I pull back, terrified that I’ve scared him, but he rubs his eyes.
“I just wanted a story,” he says, and the tremble in his voice causes such depths of self-loathing and fear that I’m infecting him with my anxiety that I want to run screaming as far as away as possible to protect him from me.
Instead, I take his hand; it feels so small and delicate it could break my heart.
“Come on, I’ll read you one. What about The Very Hungry Caterpillar?”
He pads alongside me as we mount the stairs.
We reach his bedroom but before we enter Finn pulls on my hand.
“What is it, my sweet?” I ask him.
He looks up at me with his dark eyes, so full of innocence.
“Can Daddy read it to me instead?”
I shouldn’t feel envy about my son wanting his father to read to him instead of me. I shouldn’t but I do. It’s an honest request from my little boy, a boy who doesn’t feel reassured by his neurotic mother. I kneel down and bring my face close to his.
“Daddy’s asleep so it’s me and you tonight. Is that okay? Daddy can read to you tomorrow.”
He sucks his bottom lip in.
“Suppose so.”
I get him into bed, tuck him in and then squeeze next to him.
Way before The Very Hungry Caterpillar has formed a cocoon, Finn is asleep, and although I should rejoin Henry, I feel sleep dragging me down into an abyss of exhaustion I can’t resist, and then I’m gone.
15
Who is he?
“Who is he?” I ask.
Mo is back at my kitchen table and this time he has brought Chelsea buns and a blue cardboard folder.
r /> He cocks his head to one side and then smiles. The wrinkles around his eyes have been joined by bags and dark circles that speak of a sleepless night.
“Your tormenter, the stalker of your children and of you, is a twenty-three-year-old student of economics, one Marcus Evans. He lives with his mother in New Cross and works at a call centre in the daytime dealing with PPI complaints.”

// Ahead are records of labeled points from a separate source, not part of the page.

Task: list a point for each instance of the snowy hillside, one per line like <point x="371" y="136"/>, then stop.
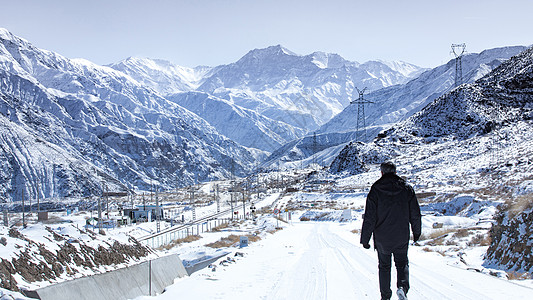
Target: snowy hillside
<point x="162" y="76"/>
<point x="477" y="141"/>
<point x="393" y="104"/>
<point x="281" y="84"/>
<point x="302" y="91"/>
<point x="94" y="124"/>
<point x="242" y="125"/>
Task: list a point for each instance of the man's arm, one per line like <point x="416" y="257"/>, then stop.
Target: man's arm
<point x="415" y="217"/>
<point x="369" y="221"/>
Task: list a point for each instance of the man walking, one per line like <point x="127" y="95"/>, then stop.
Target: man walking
<point x="391" y="205"/>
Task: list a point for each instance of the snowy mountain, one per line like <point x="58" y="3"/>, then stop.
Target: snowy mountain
<point x="161" y="75"/>
<point x="244" y="126"/>
<point x="285" y="86"/>
<point x="475" y="140"/>
<point x="270" y="96"/>
<point x="392" y="104"/>
<point x="396" y="103"/>
<point x="69" y="126"/>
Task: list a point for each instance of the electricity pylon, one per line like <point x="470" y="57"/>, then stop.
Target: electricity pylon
<point x="360" y="133"/>
<point x="458" y="50"/>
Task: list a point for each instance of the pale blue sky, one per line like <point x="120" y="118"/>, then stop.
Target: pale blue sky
<point x="214" y="32"/>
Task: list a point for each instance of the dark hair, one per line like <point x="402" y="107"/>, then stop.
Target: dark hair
<point x="388" y="167"/>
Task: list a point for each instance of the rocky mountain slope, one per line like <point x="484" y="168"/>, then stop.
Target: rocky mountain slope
<point x="476" y="139"/>
<point x="69" y="127"/>
<point x="395" y="103"/>
<point x="273" y="95"/>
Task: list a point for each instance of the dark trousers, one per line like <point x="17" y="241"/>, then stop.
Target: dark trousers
<point x="402" y="272"/>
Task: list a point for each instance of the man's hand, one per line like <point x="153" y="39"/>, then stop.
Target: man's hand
<point x="416" y="237"/>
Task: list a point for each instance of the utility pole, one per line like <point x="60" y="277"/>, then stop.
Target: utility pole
<point x="231" y="197"/>
<point x="314" y="149"/>
<point x="192" y="191"/>
<point x="38" y="204"/>
<point x="100" y="212"/>
<point x="23" y="211"/>
<point x="360" y="129"/>
<point x="217" y="198"/>
<point x="458" y="50"/>
<point x="107" y="201"/>
<point x="157" y="212"/>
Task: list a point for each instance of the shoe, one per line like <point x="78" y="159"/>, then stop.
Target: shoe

Mo opens the folder and tips its contents onto the table. It’s a series of black and white photographs all of the same man, a scrawny twenty-something with bad skin and patchy facial hair.
“This is Frenchie?”
I look up at Mo. He has just begun eating one of the Chelsea buns, and he nods vigorously, causing a flurry of icing to fall and land on the table.

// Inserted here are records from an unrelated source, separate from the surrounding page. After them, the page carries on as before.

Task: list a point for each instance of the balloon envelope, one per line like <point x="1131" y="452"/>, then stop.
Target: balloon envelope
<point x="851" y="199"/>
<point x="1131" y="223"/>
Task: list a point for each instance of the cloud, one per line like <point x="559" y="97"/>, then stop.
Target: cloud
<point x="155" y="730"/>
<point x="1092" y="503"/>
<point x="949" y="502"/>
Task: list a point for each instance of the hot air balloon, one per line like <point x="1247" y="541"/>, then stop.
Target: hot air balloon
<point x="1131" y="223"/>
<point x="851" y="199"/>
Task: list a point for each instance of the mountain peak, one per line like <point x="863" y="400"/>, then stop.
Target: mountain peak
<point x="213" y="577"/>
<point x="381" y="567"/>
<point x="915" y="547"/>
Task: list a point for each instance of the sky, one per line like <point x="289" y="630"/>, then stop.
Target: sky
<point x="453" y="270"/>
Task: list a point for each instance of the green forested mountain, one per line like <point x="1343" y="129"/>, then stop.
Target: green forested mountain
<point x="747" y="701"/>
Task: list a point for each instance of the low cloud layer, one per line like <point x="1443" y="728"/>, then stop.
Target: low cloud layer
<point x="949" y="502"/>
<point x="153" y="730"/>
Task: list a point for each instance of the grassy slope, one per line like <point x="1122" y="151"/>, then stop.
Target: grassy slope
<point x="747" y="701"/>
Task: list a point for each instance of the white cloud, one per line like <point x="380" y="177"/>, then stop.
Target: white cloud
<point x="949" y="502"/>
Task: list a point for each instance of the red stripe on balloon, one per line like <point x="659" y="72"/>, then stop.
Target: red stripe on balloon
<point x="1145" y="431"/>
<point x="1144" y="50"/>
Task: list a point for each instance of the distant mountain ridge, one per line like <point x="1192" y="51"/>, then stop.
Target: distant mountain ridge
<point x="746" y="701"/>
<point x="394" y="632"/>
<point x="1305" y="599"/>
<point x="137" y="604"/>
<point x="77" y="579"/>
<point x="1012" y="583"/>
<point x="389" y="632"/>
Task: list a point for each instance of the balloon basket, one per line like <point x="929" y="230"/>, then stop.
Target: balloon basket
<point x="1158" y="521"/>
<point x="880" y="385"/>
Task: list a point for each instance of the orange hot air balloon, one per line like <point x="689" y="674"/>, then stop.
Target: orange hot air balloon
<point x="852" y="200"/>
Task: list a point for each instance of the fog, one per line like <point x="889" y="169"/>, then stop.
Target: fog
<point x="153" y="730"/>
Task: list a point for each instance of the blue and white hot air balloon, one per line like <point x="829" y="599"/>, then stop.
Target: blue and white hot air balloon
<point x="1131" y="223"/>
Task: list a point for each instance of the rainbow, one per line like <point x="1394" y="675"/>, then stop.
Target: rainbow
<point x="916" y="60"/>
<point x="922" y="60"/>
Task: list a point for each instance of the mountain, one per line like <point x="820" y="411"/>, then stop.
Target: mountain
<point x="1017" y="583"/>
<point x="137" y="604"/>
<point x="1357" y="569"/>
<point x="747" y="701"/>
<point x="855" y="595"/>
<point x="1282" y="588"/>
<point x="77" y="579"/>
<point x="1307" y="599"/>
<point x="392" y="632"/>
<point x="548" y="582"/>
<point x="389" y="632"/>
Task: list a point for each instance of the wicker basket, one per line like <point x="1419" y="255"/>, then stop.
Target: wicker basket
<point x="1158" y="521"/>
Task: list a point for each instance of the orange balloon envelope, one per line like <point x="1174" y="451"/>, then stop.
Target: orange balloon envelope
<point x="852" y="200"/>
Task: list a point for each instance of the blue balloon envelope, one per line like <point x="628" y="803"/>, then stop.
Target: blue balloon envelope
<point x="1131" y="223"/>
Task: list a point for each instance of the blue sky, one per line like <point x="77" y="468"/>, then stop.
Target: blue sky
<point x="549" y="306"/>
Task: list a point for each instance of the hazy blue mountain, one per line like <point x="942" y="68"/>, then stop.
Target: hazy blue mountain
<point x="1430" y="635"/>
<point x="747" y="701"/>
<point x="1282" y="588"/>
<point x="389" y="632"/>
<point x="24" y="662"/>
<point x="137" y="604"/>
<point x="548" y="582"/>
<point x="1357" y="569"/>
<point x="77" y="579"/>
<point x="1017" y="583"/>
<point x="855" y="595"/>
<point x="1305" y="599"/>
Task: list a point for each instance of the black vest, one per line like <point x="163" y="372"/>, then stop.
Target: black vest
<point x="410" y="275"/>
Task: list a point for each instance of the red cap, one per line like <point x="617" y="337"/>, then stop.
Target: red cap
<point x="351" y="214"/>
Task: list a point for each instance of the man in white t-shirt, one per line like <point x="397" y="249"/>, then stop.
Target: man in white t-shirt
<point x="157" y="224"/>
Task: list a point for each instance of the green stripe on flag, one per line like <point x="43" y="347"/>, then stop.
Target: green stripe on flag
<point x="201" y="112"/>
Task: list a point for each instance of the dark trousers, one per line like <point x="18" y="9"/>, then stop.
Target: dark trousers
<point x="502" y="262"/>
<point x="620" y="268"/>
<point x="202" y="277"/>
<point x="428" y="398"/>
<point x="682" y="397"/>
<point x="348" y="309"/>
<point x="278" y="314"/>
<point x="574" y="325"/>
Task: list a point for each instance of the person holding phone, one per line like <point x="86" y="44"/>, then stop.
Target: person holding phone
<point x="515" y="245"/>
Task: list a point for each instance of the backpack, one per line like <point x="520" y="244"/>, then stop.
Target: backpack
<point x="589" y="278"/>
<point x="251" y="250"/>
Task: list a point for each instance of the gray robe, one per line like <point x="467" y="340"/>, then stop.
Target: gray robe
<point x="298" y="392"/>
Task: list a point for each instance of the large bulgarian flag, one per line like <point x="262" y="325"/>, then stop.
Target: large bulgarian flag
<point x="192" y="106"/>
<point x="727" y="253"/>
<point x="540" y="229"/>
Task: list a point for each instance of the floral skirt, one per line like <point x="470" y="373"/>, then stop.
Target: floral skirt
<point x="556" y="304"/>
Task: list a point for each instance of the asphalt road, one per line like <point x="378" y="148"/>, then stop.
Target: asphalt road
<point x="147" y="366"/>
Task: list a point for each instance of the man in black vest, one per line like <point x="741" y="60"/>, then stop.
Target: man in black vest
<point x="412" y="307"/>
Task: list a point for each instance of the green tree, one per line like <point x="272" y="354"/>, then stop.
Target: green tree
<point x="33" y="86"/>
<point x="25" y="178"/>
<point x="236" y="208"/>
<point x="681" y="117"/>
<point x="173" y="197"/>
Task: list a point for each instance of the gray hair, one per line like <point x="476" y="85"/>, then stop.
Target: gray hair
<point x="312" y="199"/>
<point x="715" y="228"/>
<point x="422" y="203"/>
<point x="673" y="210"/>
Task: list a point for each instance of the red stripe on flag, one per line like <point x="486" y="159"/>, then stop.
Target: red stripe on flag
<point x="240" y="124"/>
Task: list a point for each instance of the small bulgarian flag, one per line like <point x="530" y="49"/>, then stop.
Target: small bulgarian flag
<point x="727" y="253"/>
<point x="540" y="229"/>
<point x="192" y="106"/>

I fan the photographs out across the desk as though I’m in the CIA or something. I’m not going to lie, it gives me a subversive thrill looking at the images of this normal-looking young man. He looks like a student who should be out protesting about something or another, not knowing that I am observing him, and I can’t help but wonder if this is how he feels. It’s power.
“How did you find him so quickly? Is it legal?”
Mo chuckles and I can see he’s enjoying this. It must be a break from being a surgeon, and perhaps it counts as light relief to him? I dismiss the thought as uncharitable; he’s the only man helping me right now.
He licks his fingers as he talks.
“I wish I could tell you we tracked him down through some tricky software or satellites or something but the truth is rather more prosaic and certainly legal. We used Facebook.”
“How?”
“Pretty simple really. My cousin ran a search against all of his usernames and we got lucky with the variant FrenchDuck1066. You’d be surprised how many hits there were. People tend to use their online names like their real name, habitually, and that’s what we got. Dating profiles, chatrooms, even newspaper below-the-line comments sections. None of it was useful though, as it still only had the ‘Frenchie’ tag line variation, except one, a user profile on Breitbart. This was a Frenchie1066. We looked back through his comment history and found one posting about the London Bridge terror attacks; it referred to his local paper, the Hampstead & Highgate Express.”